I am working on a Node.js application that features a homepage which loads content through an API dynamically. To optimize performance, I want to avoid fetching data every time a user visits the URL. Therefore, my goal is to generate a static HTML file containing the rendered content and save it in a specific folder for future access. Initially, I need to use a headless browser to visit the URL and extract the HTML content, storing it as a unique file (like File123.html) in my directory using Node.js. Below are my attempts to capture the dynamic HTML content:

Attempt 1:

const http = require('http');

http.get('http://localhost:3001/File123', function(response) {
    response.setEncoding('utf8');
    response.on('data', function(data) {
        console.log(data);
    });
});

Attempt 2:

const puppeteer = require('puppeteer');
(async () => {
    try {
        const browser = await puppeteer.launch();
        const page = await browser.newPage();
        await page.goto('http://localhost:3001/File123');
        await page.waitForSelector('html', { timeout: 3000 });
        const content = await page.evaluate(() => {
            return document.body.innerHTML;
        });
        console.log(content);
        await browser.close();
    } catch (err) {
        console.error(err);
    }
})();

Unfortunately, these methods only yield static HTML instead of the expected dynamic content. Below is the structure of HTML I typically receive:

<!DOCTYPE html>
<html>
<head>
    <meta http-equiv="X-UA-Compatible" content="IE=edge">
    <meta http-equiv="Content-Type" content="text/html; charset=UTF-8">
    <meta name="viewport" content="width=device-width, initial-scale=1.0, maximum-scale=1.0, user-scalable=no" />
    <meta name="author" content="">
    ....
</head>
<body>
    <div class='wrapper'>
        <div class="container">
            Loading...
            <!-- DYNAMIC CONTENT -->
        </div>
    </div>
</body>
</html>

Could you provide guidance on how to improve my method?
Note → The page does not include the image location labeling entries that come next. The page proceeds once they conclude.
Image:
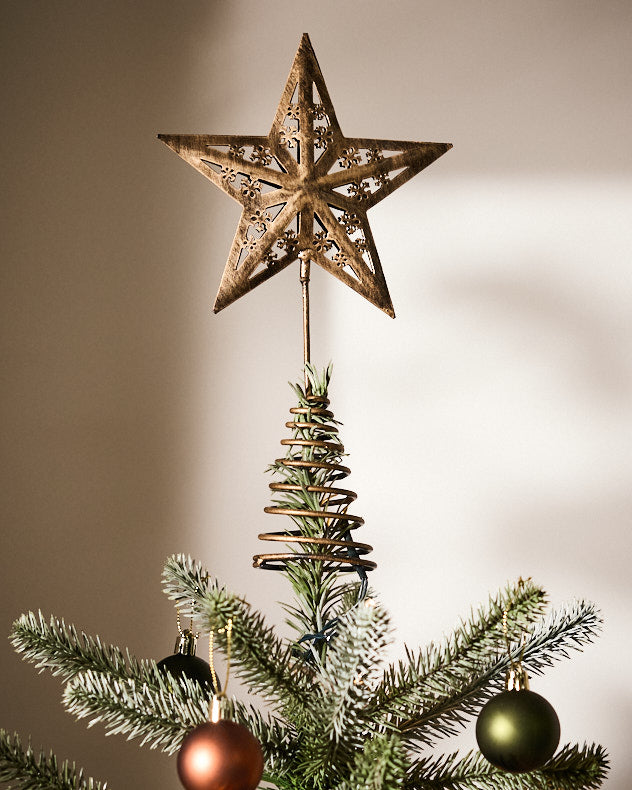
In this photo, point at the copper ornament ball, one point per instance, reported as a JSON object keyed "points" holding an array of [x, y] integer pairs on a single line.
{"points": [[220, 756]]}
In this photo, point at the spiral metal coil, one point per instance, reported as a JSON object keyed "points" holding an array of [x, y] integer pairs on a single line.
{"points": [[334, 547]]}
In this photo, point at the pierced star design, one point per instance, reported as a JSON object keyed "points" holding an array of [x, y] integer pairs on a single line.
{"points": [[305, 188]]}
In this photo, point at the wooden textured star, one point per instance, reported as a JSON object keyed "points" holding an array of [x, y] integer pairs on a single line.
{"points": [[305, 189]]}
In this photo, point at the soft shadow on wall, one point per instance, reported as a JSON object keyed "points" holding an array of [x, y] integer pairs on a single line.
{"points": [[100, 275]]}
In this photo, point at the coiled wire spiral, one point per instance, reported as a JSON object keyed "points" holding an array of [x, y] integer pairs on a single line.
{"points": [[326, 529]]}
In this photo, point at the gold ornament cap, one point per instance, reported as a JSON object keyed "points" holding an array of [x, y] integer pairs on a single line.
{"points": [[186, 643], [517, 679]]}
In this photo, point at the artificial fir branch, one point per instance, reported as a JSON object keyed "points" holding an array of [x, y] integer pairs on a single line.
{"points": [[381, 763], [22, 769], [158, 715], [448, 701], [572, 768], [337, 728], [344, 723], [161, 712], [260, 658], [476, 640], [63, 650]]}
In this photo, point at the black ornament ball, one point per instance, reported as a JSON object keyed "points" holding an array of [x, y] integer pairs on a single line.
{"points": [[518, 731], [190, 666], [220, 756]]}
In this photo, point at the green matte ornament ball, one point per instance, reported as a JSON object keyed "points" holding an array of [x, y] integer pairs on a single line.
{"points": [[518, 731]]}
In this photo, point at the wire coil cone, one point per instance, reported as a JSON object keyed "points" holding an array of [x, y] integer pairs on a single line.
{"points": [[309, 496]]}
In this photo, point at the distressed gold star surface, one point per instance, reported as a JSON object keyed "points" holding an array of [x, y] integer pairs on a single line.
{"points": [[304, 188]]}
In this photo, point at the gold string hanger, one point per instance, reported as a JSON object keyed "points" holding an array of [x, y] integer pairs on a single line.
{"points": [[215, 706]]}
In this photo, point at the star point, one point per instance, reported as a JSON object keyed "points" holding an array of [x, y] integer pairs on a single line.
{"points": [[304, 188]]}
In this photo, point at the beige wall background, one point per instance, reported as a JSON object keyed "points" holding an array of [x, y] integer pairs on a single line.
{"points": [[489, 426]]}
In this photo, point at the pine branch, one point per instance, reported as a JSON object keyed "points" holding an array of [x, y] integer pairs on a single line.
{"points": [[380, 764], [448, 701], [64, 651], [337, 728], [161, 712], [260, 658], [414, 683], [24, 770], [572, 768]]}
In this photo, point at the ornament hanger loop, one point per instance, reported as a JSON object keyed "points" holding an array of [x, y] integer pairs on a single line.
{"points": [[179, 624], [215, 707], [517, 677]]}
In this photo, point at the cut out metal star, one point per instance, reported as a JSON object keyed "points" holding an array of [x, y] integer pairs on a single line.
{"points": [[305, 188]]}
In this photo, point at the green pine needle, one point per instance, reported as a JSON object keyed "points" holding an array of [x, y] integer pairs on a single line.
{"points": [[22, 769]]}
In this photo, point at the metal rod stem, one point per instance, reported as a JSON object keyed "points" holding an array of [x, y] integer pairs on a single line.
{"points": [[305, 265]]}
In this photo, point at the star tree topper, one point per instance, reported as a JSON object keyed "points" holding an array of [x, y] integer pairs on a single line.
{"points": [[305, 189]]}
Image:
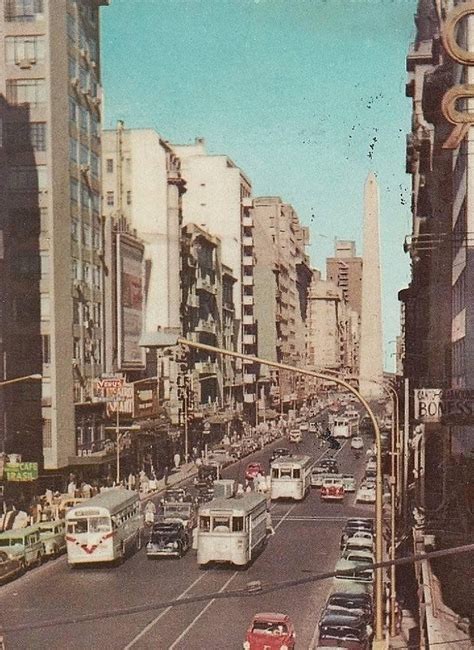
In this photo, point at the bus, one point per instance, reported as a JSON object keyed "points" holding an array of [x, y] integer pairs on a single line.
{"points": [[290, 477], [105, 528], [232, 530]]}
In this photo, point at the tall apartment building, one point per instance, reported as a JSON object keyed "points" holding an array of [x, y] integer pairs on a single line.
{"points": [[52, 313], [143, 186], [283, 276], [218, 199]]}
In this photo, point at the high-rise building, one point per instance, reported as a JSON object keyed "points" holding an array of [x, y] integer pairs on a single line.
{"points": [[142, 185], [283, 275], [52, 320], [218, 199]]}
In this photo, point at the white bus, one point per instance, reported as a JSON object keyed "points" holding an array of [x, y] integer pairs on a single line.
{"points": [[290, 477], [105, 528], [232, 530]]}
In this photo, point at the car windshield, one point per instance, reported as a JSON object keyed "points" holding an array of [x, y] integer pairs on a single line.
{"points": [[264, 627]]}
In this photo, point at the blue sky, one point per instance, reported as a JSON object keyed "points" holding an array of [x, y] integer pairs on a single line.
{"points": [[306, 96]]}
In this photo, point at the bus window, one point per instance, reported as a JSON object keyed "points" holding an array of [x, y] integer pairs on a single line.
{"points": [[221, 524], [205, 524], [99, 525], [237, 524]]}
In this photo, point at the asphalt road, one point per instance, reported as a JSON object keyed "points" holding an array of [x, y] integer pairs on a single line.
{"points": [[306, 540]]}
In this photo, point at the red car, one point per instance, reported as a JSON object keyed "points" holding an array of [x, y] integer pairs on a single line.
{"points": [[253, 469], [270, 631]]}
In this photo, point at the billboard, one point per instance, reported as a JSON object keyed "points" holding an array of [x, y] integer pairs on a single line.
{"points": [[129, 302]]}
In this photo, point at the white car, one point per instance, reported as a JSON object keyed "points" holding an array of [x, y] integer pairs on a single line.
{"points": [[366, 493]]}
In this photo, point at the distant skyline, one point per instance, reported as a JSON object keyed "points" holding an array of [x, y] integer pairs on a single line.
{"points": [[306, 97]]}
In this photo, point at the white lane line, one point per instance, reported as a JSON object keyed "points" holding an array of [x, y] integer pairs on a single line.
{"points": [[165, 611], [204, 610]]}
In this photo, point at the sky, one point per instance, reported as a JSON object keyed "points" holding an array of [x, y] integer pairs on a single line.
{"points": [[306, 96]]}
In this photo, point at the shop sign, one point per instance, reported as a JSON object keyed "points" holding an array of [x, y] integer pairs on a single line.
{"points": [[20, 472]]}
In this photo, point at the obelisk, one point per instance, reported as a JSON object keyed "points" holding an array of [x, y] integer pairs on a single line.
{"points": [[371, 345]]}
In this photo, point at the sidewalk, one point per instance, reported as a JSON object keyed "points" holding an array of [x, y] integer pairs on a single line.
{"points": [[185, 472]]}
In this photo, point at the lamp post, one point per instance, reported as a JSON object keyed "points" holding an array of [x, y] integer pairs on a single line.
{"points": [[168, 338]]}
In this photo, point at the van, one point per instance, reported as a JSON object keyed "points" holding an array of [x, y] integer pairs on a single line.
{"points": [[23, 544], [52, 534]]}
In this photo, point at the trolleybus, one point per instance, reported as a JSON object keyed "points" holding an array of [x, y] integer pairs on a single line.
{"points": [[232, 530], [105, 528], [290, 478]]}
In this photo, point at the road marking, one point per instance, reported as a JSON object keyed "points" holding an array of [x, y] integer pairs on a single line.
{"points": [[196, 619], [165, 611]]}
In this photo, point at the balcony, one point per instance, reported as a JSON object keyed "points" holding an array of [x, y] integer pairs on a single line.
{"points": [[207, 326], [206, 367], [205, 283]]}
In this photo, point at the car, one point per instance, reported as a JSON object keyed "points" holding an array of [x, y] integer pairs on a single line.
{"points": [[253, 470], [343, 631], [330, 464], [168, 539], [349, 482], [359, 543], [279, 452], [366, 493], [332, 489], [271, 631], [10, 567]]}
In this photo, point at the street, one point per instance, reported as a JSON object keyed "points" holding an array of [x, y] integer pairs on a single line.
{"points": [[306, 540]]}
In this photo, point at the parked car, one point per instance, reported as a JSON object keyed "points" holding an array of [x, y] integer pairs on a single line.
{"points": [[343, 631], [253, 469], [332, 489], [10, 568], [349, 482], [52, 534], [167, 539], [279, 452], [270, 631], [366, 493]]}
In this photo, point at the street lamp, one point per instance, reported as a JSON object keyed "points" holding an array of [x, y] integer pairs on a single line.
{"points": [[167, 338]]}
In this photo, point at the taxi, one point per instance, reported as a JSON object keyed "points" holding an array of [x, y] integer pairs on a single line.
{"points": [[270, 631]]}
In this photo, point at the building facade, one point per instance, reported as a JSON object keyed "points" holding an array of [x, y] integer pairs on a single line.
{"points": [[53, 315], [218, 199]]}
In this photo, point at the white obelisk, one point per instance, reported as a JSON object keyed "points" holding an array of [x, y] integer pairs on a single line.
{"points": [[371, 345]]}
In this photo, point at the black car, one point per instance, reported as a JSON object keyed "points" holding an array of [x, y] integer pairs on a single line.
{"points": [[168, 539], [330, 465], [278, 453], [359, 604], [345, 630]]}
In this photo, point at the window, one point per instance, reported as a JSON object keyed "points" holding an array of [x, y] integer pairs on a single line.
{"points": [[23, 10], [24, 49], [26, 91]]}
To efficiently capture and store dynamic content using a headless browser with Node.js, it seems your primary challenge is ensuring that all dynamic content is fully loaded before extracting the HTML. A suitable approach involves using Puppeteer to listen for specific dynamic elements or indicators that confirm that the page content is fully rendered.

Let's refine your Puppeteer attempt by focusing on checking for a key element that typically loads last or by employing a timeout to ensure that asynchronous data fetching has concluded:

const puppeteer = require('puppeteer'); const fs = require('fs');

(async () => {
try {
const browser = await puppeteer.launch();
const page = await browser.newPage();
await page.goto(‘http://localhost:3001/File123’);

    // Wait for a specific DOM element to load that indicates content is ready
    await page.waitForFunction(() => {
        return document.querySelector('.container') && document.querySelector('.container').innerText.trim() !== 'Loading...';
    }, { timeout: 10000 }); // time in ms

    const content = await page.content();

    // Save the content to a local file
    fs.writeFileSync('File123.html', content, { encoding: 'utf8' });

    await browser.close();
} catch (err) {
    console.error('Error capturing content:', err);
}

})();

In this example, we use page.waitForFunction() to wait until the "Loading..." text in the .container class is replaced, indicating that the dynamic content has loaded. Adjust the function's logic or timeout as necessary based on your application's behavior. Additionally, fs.writeFileSync() is utilized to save the HTML content locally, ensuring the process is synchronous and prevents further code execution before completion.